Orang yang beruntung ternyata selalu “gede rasa (ge-er)” terhadap kehidupan. Selalu berprasangka baik bahwa kebaikan akan selalu datang kepadanya. Dengan sikap mental yang demikian, mereka lebih tahan terhadap ujian yang menimpa mereka, dan akan lebih positif dalam berinteraksi dengan orang lain. Coba saja kita lakukan test sendiri secara sederhana, tanya orang sukses yang kita kenal, bagaimana prospek masa depan mereka?. Pasti mereka akan menceritakan optimisme dan harapan-harapan besar mereka!

  • Mengubah hal yang buruk menjadi baik.

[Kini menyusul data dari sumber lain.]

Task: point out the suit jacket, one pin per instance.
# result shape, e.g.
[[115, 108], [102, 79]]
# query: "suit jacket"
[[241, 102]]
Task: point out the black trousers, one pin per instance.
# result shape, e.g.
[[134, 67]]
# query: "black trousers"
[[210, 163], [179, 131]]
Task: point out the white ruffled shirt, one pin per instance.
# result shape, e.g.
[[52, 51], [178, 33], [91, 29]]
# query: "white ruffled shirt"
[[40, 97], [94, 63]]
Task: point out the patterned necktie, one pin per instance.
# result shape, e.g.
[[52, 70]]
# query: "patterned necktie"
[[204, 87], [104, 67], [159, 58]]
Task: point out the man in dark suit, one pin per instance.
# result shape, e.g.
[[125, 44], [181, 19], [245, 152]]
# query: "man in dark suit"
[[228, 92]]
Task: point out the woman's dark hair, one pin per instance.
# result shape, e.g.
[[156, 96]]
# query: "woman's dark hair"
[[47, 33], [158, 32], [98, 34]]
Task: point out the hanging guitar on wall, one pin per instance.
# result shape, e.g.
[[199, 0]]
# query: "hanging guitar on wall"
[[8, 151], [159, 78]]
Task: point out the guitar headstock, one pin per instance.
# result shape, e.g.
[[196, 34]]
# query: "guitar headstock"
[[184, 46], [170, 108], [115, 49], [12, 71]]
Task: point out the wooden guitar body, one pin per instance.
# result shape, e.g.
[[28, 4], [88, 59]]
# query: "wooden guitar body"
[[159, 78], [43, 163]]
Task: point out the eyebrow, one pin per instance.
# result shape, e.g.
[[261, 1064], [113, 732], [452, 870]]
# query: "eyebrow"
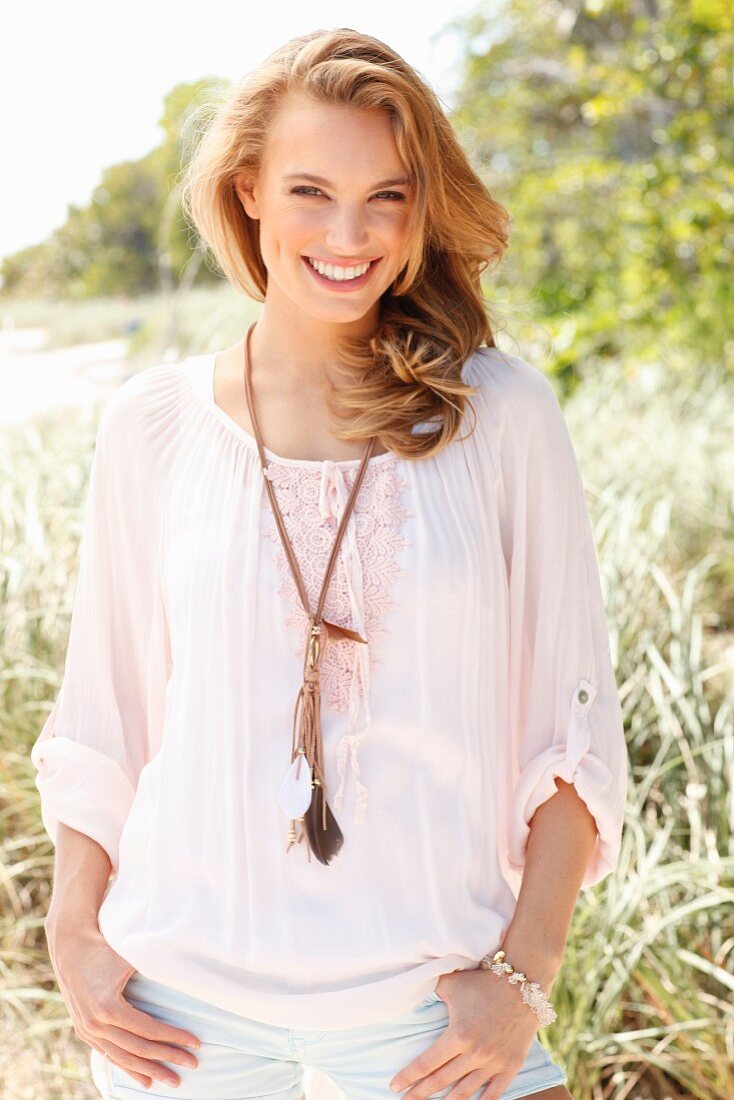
[[325, 183]]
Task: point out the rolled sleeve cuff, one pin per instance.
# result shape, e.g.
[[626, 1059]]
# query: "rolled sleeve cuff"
[[594, 784], [83, 789]]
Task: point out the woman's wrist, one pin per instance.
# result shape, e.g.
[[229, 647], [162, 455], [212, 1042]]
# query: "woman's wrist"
[[535, 960]]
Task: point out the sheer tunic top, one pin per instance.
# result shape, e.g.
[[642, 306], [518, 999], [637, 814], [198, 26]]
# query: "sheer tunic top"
[[488, 673]]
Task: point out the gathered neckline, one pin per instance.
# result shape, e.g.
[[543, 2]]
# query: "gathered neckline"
[[206, 392]]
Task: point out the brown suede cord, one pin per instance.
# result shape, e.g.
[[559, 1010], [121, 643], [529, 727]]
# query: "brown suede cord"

Orang-orang beruntung sangat pandai menghadapi situasi buruk dan mengubahnya menjadi kebaikan. Bagi mereka setiap situasi selalu ada sisi baiknya. Dalam salah satu pengujian, Prof Wiseman meminta peserta untuk membayangkan sedang pergi ke bank dan tiba-tiba bank tersebut diserbu kawanan perampok bersenjata. Dan peserta diminta mengutarakan reaksi mereka. Reaksi orang dari kelompok sial pada umumnya adalah: “wah sial benar hari ini, saya berada di tengah-tengah perampokan”. Sementara reaksi orang beruntung, adalah: “untung saya ada di sana, sehingga saya bisa menuliskan pengalaman saya untuk media dan dapat uang”. Apapun situasinya orang yg beruntung pokoknya selalu bersikap positif terus! Orang-orang yang beruntung cepat mampu beradaptasi dengan situasi buruk dan mengubahnya menjadi keberuntungan.


Sekolah Keberuntungan

Bagi mereka yang kurang beruntung, Prof Wiseman bahkan membuka “Luck School”, sekolah ini bisa juga ditiru untuk dibangun di NTT agar menciptakan banyak orang yang beruntung!

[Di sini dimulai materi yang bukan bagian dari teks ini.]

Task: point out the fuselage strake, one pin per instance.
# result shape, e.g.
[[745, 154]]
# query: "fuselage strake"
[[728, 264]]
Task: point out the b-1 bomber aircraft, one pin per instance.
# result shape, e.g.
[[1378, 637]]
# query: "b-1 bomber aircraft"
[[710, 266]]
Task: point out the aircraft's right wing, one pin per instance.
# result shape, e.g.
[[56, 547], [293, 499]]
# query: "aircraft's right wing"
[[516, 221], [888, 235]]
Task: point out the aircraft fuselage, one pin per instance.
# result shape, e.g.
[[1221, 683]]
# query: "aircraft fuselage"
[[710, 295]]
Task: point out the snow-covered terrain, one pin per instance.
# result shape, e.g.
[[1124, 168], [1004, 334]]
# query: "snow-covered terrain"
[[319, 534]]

Latihan yang diberikan Wiseman untuk orang-orang semacam itu adalah dengan membuat “Luck Diary”, buku harian keberuntungan. Setiap hari, peserta harus mencatat hal-hal positif atau keberuntungan yang terjadi.

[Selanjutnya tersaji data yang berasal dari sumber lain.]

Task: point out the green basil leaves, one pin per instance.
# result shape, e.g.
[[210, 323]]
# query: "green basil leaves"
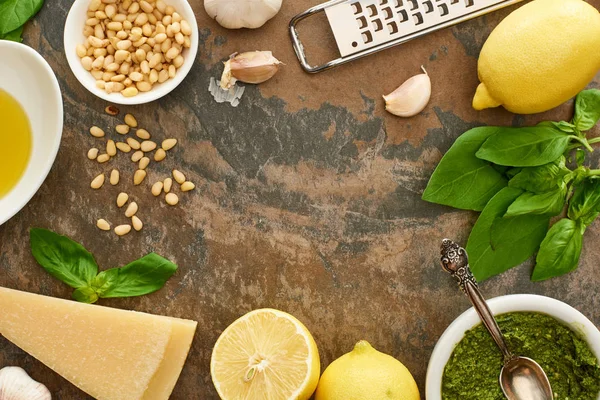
[[519, 178], [71, 263]]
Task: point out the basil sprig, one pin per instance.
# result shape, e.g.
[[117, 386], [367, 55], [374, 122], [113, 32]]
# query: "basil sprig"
[[519, 178], [71, 263]]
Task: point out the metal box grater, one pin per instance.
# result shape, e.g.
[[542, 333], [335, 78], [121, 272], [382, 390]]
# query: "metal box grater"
[[363, 27]]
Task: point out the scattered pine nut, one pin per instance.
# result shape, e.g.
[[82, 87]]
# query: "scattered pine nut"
[[134, 144], [171, 199], [114, 177], [144, 161], [97, 182], [139, 176], [142, 134], [130, 120], [131, 209], [147, 145], [187, 186], [111, 149], [137, 223], [159, 155], [122, 199], [179, 177], [123, 229], [122, 129], [111, 110], [168, 144], [92, 153], [124, 147], [96, 132], [137, 156], [167, 183], [157, 188]]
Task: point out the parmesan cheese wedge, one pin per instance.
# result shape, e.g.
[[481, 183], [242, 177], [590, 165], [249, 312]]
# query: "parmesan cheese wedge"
[[110, 354]]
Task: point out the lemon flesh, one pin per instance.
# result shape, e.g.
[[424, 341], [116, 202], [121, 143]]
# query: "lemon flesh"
[[266, 354], [539, 56], [367, 374]]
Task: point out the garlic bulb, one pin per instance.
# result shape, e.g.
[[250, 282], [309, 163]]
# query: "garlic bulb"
[[411, 97], [15, 384], [249, 67], [235, 14]]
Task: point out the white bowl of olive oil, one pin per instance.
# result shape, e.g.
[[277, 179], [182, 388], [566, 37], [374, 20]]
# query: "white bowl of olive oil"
[[31, 122]]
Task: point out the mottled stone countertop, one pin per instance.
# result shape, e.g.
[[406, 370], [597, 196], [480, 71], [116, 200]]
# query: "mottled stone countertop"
[[307, 199]]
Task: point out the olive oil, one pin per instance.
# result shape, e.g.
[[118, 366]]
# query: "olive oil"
[[15, 142]]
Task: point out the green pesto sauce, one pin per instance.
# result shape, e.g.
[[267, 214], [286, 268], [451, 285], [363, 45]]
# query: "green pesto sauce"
[[474, 367]]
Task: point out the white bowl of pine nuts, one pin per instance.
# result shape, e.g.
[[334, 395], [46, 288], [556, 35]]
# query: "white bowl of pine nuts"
[[130, 51]]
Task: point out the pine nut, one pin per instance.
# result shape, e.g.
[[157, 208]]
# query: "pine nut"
[[114, 177], [96, 132], [144, 161], [111, 149], [147, 145], [168, 144], [131, 209], [122, 199], [102, 158], [139, 176], [123, 229], [171, 199], [187, 186], [130, 120], [142, 134], [137, 223], [103, 224], [124, 147], [157, 188], [178, 176], [167, 183], [97, 182], [92, 153], [159, 155], [134, 144]]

Catatan: pengalaman pribadi saya adalah melalui membuat “kotak keberuntungan”, di mana setiap saya memperoleh keberuntungan atau hasil positif yang besar, saya menulis pada secarik kertas, lalu memasukkan kertas itu ke dalam kotak. Pada tanggal 31 Desember jam 24:00 (12 malam) saya membuka kotak itu, kemudian menerapkan konsep “DUIT = Doa 3M, Usaha, Ikhtiar, Tawakal” untuk tahun mendatang yang akan mulai dilaksanakan lagi hal-hal besar pada tanggal 1 Januari jam 00.00 sampai 31 Desember Jam 24:00, demikian seterusnya!. Di dalam “kotak keberuntungan” itu saya menulis “KOMITMEN PRIBADI”, misalnya: Jika saya berhasil, maka saya HARUS menerima REWARD dari saya berupa: tuliskan hal-hal apa yang disukai (misalnya: jalan-jalan ke luar negeri, mengganti mobil, merenovasi rumah, dll). Hal ini menerapkan prinsip: Motivation vs. Reward & Recognition ke dalam diri kita!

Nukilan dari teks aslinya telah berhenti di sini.